O V6 era oferecido em duas versões: naturalmente aspirado, com 218 cv e 31,6 mkgf de torque, e supercharged de 335 cv e 42,8 mkgf de torque – esta última, com números virtualmente idênticos aos do Mercedes SLK32 AMG, que usava o mesmo conjunto mecânico.
Usado no Crossfire SRT-6, o motor sobrealimentado era capaz de levá-lo de zero a 100 km/h em 4,8 segundos, com máxima de 250 km (limitada eletronicamente). O Crossfire naturalmente aspirado, que tinha o mesmo motor do SLK 320 R170, ia de zero a 100 km/h em 6,4 segundos quando equipado com câmbio manual, e também tinha a velocidade máxima limitada em 250 km/h.
Inicialmente oferecido como cupê, em 2005 o Chrysler Crossfire começou a ser vendido também como roadster, tanto nas versões naturalmente aspiradas (Base e Limited) quanto na supercharged (SRT-6).

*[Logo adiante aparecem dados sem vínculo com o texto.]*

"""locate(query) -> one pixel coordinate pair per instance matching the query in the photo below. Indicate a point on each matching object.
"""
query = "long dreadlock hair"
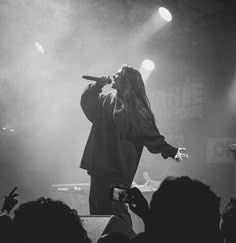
(132, 94)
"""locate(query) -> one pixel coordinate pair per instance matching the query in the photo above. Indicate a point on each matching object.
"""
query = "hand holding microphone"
(100, 80)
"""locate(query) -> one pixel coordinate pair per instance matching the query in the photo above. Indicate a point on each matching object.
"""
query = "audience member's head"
(46, 220)
(228, 221)
(114, 237)
(185, 210)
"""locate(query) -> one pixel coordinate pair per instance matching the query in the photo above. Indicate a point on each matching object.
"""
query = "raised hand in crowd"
(232, 147)
(140, 207)
(10, 201)
(180, 155)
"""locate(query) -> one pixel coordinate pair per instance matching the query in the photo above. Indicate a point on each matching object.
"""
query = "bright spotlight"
(165, 14)
(148, 65)
(39, 47)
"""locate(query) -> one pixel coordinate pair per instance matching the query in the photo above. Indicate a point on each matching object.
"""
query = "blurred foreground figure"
(48, 221)
(181, 210)
(228, 221)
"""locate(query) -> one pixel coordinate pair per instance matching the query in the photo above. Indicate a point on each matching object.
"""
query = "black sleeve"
(90, 100)
(151, 138)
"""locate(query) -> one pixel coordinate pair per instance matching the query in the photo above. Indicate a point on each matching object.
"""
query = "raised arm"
(90, 100)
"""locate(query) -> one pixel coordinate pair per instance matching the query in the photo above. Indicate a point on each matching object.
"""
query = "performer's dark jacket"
(116, 140)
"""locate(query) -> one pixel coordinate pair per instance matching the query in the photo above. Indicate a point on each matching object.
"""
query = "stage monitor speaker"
(96, 226)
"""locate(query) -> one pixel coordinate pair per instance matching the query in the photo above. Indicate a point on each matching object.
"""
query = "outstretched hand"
(180, 155)
(10, 201)
(232, 147)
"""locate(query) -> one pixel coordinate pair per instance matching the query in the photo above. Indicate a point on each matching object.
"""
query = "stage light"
(148, 65)
(39, 47)
(165, 14)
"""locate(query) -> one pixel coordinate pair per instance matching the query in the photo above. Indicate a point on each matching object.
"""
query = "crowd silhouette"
(182, 210)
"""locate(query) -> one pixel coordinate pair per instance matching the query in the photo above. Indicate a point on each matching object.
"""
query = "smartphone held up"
(121, 194)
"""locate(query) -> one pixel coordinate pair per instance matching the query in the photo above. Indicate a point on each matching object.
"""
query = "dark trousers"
(99, 202)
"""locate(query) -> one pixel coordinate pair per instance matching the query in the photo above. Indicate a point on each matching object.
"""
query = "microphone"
(97, 79)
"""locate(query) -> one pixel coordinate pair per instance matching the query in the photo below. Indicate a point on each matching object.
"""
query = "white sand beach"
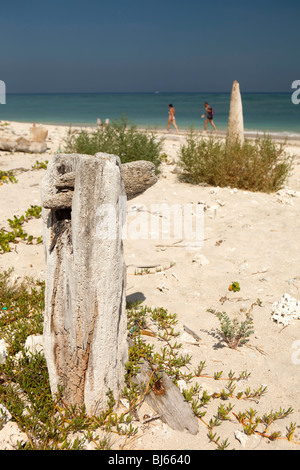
(251, 238)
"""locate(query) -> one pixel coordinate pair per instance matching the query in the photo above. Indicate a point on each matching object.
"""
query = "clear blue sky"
(139, 46)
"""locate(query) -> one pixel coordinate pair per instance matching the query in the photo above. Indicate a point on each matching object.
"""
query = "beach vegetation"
(234, 333)
(7, 177)
(118, 138)
(256, 165)
(17, 233)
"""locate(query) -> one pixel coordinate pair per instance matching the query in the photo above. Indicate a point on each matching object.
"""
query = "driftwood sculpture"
(85, 333)
(236, 119)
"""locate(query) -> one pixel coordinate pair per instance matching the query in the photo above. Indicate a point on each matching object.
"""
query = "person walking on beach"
(209, 117)
(172, 118)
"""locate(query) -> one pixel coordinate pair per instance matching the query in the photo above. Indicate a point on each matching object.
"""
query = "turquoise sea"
(263, 112)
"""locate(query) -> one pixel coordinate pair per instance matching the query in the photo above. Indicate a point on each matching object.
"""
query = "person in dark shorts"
(172, 118)
(209, 117)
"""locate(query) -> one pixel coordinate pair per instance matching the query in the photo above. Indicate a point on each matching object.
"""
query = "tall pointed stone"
(236, 119)
(85, 329)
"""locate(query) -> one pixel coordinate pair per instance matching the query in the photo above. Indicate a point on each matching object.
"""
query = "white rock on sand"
(245, 232)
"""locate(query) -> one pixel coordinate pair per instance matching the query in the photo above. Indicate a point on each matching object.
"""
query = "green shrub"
(118, 138)
(260, 165)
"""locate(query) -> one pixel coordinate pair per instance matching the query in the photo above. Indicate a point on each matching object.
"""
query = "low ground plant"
(118, 138)
(17, 233)
(259, 165)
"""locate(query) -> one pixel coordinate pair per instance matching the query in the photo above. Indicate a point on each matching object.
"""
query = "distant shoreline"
(221, 133)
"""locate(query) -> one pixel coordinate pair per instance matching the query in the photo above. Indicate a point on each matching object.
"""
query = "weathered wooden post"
(85, 334)
(236, 119)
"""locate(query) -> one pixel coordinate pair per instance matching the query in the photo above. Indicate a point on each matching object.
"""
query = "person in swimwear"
(172, 118)
(209, 117)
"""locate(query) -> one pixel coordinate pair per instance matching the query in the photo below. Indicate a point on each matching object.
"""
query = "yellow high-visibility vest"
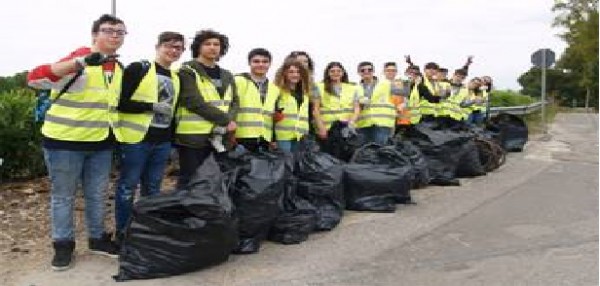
(295, 120)
(192, 123)
(451, 105)
(414, 105)
(255, 118)
(87, 115)
(132, 127)
(379, 109)
(426, 107)
(333, 107)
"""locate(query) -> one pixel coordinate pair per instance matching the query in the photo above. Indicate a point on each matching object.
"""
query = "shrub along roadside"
(20, 146)
(501, 98)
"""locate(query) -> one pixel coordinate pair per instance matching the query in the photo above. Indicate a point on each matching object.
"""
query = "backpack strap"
(68, 85)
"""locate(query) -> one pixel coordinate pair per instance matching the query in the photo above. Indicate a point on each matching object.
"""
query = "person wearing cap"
(257, 97)
(207, 106)
(378, 114)
(476, 102)
(145, 127)
(400, 92)
(453, 105)
(78, 136)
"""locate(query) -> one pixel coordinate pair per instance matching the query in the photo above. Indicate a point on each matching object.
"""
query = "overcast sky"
(501, 35)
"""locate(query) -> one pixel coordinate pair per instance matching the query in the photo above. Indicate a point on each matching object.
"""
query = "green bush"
(20, 146)
(501, 98)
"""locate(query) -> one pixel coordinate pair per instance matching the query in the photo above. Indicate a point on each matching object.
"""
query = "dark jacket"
(191, 99)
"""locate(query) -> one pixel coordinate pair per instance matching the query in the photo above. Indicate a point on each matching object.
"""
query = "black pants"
(189, 161)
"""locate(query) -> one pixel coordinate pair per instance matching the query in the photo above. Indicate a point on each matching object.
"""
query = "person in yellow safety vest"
(430, 106)
(146, 109)
(257, 97)
(308, 63)
(476, 102)
(410, 108)
(78, 138)
(487, 85)
(458, 96)
(207, 105)
(400, 92)
(378, 114)
(339, 100)
(424, 97)
(448, 111)
(294, 81)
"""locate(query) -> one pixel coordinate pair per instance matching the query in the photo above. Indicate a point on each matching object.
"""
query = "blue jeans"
(66, 170)
(288, 146)
(143, 163)
(376, 134)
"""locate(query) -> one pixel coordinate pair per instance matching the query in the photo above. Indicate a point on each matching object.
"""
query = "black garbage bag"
(320, 182)
(394, 174)
(340, 143)
(180, 232)
(298, 220)
(370, 187)
(257, 192)
(470, 165)
(511, 131)
(443, 150)
(420, 171)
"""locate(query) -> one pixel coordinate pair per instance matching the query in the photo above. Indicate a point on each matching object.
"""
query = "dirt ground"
(25, 241)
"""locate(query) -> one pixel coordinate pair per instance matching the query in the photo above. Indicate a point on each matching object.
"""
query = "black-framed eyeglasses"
(111, 32)
(174, 47)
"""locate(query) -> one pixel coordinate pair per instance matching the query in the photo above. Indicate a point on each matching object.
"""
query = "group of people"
(144, 109)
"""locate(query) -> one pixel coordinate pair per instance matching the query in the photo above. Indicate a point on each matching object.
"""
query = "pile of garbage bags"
(241, 198)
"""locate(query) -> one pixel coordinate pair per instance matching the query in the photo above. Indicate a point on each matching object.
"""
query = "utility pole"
(544, 90)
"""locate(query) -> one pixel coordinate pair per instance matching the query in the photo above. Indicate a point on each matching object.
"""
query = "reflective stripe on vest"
(255, 118)
(414, 104)
(85, 116)
(192, 123)
(295, 120)
(132, 127)
(334, 108)
(379, 111)
(452, 104)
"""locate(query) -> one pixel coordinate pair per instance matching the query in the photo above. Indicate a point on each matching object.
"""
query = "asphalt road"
(532, 222)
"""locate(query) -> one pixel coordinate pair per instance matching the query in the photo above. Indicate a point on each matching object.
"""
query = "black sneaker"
(103, 246)
(63, 255)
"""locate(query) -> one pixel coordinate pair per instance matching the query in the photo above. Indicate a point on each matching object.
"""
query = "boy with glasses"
(378, 114)
(208, 103)
(148, 95)
(257, 97)
(78, 138)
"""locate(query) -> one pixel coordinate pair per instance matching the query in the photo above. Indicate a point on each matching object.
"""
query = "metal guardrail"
(517, 110)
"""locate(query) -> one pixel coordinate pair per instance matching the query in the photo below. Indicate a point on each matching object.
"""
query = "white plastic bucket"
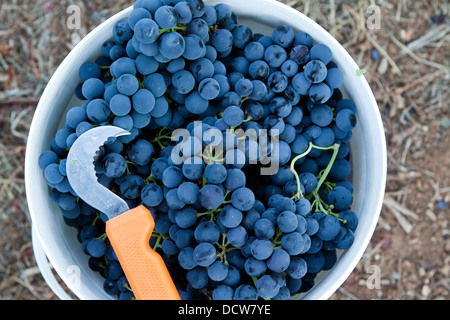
(58, 241)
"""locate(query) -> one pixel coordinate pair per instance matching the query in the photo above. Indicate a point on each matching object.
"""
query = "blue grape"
(314, 261)
(218, 271)
(321, 115)
(254, 51)
(131, 186)
(96, 247)
(329, 227)
(230, 217)
(243, 199)
(92, 88)
(166, 17)
(297, 268)
(321, 52)
(120, 105)
(250, 219)
(156, 84)
(345, 238)
(172, 177)
(169, 247)
(127, 84)
(326, 138)
(161, 107)
(215, 173)
(261, 249)
(146, 30)
(197, 277)
(143, 101)
(140, 152)
(255, 267)
(258, 70)
(201, 69)
(301, 84)
(75, 116)
(183, 81)
(187, 192)
(280, 107)
(275, 125)
(222, 40)
(172, 45)
(245, 292)
(289, 68)
(315, 71)
(205, 254)
(293, 243)
(211, 196)
(149, 49)
(114, 165)
(275, 56)
(210, 15)
(223, 292)
(122, 32)
(195, 103)
(152, 195)
(340, 198)
(283, 36)
(300, 54)
(287, 221)
(194, 47)
(185, 217)
(186, 258)
(136, 15)
(199, 27)
(242, 35)
(267, 287)
(244, 87)
(176, 65)
(207, 231)
(278, 261)
(209, 88)
(264, 229)
(193, 168)
(319, 93)
(277, 81)
(334, 78)
(233, 116)
(185, 12)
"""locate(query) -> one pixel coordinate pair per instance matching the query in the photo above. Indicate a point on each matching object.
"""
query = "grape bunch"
(211, 107)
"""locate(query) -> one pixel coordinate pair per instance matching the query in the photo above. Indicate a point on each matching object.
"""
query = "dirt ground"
(406, 57)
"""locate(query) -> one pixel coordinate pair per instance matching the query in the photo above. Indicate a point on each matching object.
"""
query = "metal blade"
(81, 172)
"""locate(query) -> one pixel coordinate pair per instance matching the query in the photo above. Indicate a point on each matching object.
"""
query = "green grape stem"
(324, 175)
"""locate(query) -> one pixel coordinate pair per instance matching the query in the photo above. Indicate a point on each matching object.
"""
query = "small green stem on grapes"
(335, 148)
(325, 173)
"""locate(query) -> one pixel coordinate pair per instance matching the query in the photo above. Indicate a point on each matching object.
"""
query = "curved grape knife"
(128, 230)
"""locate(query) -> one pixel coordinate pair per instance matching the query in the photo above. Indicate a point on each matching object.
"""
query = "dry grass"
(410, 81)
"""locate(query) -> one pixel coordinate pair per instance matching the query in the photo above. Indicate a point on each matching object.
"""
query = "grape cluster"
(225, 230)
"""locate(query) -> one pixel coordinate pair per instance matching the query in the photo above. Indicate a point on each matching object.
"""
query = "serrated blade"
(81, 171)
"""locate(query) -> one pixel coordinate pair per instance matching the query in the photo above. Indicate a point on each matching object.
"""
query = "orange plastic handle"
(129, 234)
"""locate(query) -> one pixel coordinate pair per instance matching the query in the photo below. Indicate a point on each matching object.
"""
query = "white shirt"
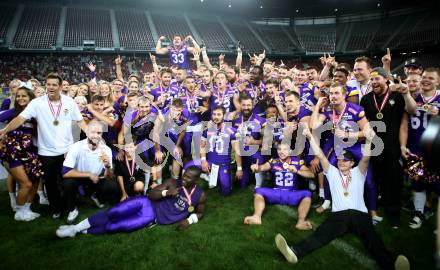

Mas o carro não durou muito mais tempo.
Inicialmente concebido para dar destaque à parceria entre Daimler e Chrysler, o Crossfire tinha um visual marcante e o bom desempenho herdado do Mercedes-Benz SLK, especialmente quando equipado com supercharger. Os que gostavam dele também elogiavam a combinação de visual norte-americano com qualidade alemã de construção e acabamento.
Acontece que ele chegou na hora errada: pouco depois de seu lançamento, a Chrysler começou a sentir os efeitos da crise global que abateu a indústria no fim da década passada, chegando a seu auge em 2009. Em 2007 a DaimlerChrysler anunciou a venda da maior parte das ações da gigante norte-americana, dando início a um processo de reestruturação que, entre outras medidas, resultou no fim do Chrysler Crossfire.